Of course, putting our kids in dresses is no more than a tokenistic attempt to invert sexism, which is in itself too small-scale to make any widespread changes. But in my opinion, the conversations that happen around these things are the important part.

We’re not going to end sexism overnight, but challenging people’s ideas of gender is always a good start. I find it can be interesting to respond to comments such as, “Boys can’t wear dresses,” with a deadpan, “Oh, really? Why is that?” and watch the critic flounder. Or if I’m feeling particularly facetious, I say something like, “Shit. Thank you for telling me. I’m so out of touch with fashion trends these days.” Because once you look at the history of clothing, you see that’s really all dresses (or any clothing item, gendered or otherwise) is: a fashion trend.

The whole “pink is for girls, blue is for boys” rubbish actually used to be the complete reverse — and was a marketing tool that started around about the advent of World War I and cemented itself in the 1940s in an attempt to sell more clothes. And the really weird thing in today’s culture? Once you’re past the age of 14 or so, it then becomes perfectly culturally acceptable to pair pink with penises again. In a recent walk past my local men’s clothing stores, I spotted pink polo shirts, salmon-pink shorts and even a snazzy pair of hot-pink men’s dress shoes.

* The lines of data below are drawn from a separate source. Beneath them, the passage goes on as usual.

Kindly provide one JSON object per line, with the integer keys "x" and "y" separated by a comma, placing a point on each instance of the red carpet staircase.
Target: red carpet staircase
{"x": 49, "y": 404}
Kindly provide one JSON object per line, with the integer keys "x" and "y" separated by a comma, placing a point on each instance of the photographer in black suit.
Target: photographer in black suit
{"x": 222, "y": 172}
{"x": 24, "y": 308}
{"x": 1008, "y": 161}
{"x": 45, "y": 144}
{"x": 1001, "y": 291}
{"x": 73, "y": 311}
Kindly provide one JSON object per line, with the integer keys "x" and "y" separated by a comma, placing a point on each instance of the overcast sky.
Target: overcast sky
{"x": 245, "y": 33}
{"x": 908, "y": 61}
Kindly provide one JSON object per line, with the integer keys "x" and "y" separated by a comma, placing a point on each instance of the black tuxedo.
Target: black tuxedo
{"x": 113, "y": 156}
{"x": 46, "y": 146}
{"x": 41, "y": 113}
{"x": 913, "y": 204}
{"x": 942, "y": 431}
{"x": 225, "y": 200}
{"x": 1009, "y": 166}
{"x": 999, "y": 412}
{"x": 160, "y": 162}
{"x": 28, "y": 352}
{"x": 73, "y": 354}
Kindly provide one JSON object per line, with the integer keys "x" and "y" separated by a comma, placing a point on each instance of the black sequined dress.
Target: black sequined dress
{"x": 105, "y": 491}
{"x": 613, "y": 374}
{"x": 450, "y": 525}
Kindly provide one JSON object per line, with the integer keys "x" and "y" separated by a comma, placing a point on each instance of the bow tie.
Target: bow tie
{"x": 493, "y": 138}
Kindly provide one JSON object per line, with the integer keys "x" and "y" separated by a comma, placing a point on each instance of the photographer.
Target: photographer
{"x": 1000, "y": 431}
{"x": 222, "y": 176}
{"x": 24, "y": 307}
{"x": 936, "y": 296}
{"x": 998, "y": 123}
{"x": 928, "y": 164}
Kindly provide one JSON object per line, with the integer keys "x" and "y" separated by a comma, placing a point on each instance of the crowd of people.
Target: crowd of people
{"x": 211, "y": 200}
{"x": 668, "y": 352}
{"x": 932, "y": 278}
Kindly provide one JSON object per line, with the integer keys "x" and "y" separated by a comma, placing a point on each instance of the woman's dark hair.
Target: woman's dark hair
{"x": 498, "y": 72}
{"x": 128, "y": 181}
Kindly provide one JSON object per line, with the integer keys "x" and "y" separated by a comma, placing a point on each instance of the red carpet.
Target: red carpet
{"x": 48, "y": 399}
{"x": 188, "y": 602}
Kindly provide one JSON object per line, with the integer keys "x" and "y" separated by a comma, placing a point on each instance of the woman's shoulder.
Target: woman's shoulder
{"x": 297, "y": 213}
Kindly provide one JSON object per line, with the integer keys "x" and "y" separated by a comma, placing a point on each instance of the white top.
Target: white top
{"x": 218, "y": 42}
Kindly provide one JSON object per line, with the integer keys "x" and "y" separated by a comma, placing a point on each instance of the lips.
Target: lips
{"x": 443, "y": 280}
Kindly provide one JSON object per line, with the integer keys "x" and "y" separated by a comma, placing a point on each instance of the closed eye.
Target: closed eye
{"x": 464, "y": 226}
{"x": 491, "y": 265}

More:  How to Talk to Kids About Gender

Gendered clothing might seem innocuous, but it’s the tip of the gendered child-rearing iceberg that sees girls pigeonholed as homemakers and nurturers (putting their dollies to bed and cooking the food) and boys as emotionally stoic aggressors (ramming trucks into walls and killing each other with toy guns). And it limits kids in the way they are able to express their gender, which is damaging for everyone, but especially so for those children who might be trans, gender diverse, or gender non-conforming. If we want to challenge the culture of toxic masculinity and move toward true equality between the sexes, both boys and girls need to be allowed to cry when they’re sad and admit it when they’re frightened. They also need to be taught that being feminine is something that’s available to everyone — and that it most certainly doesn’t equate to weakness.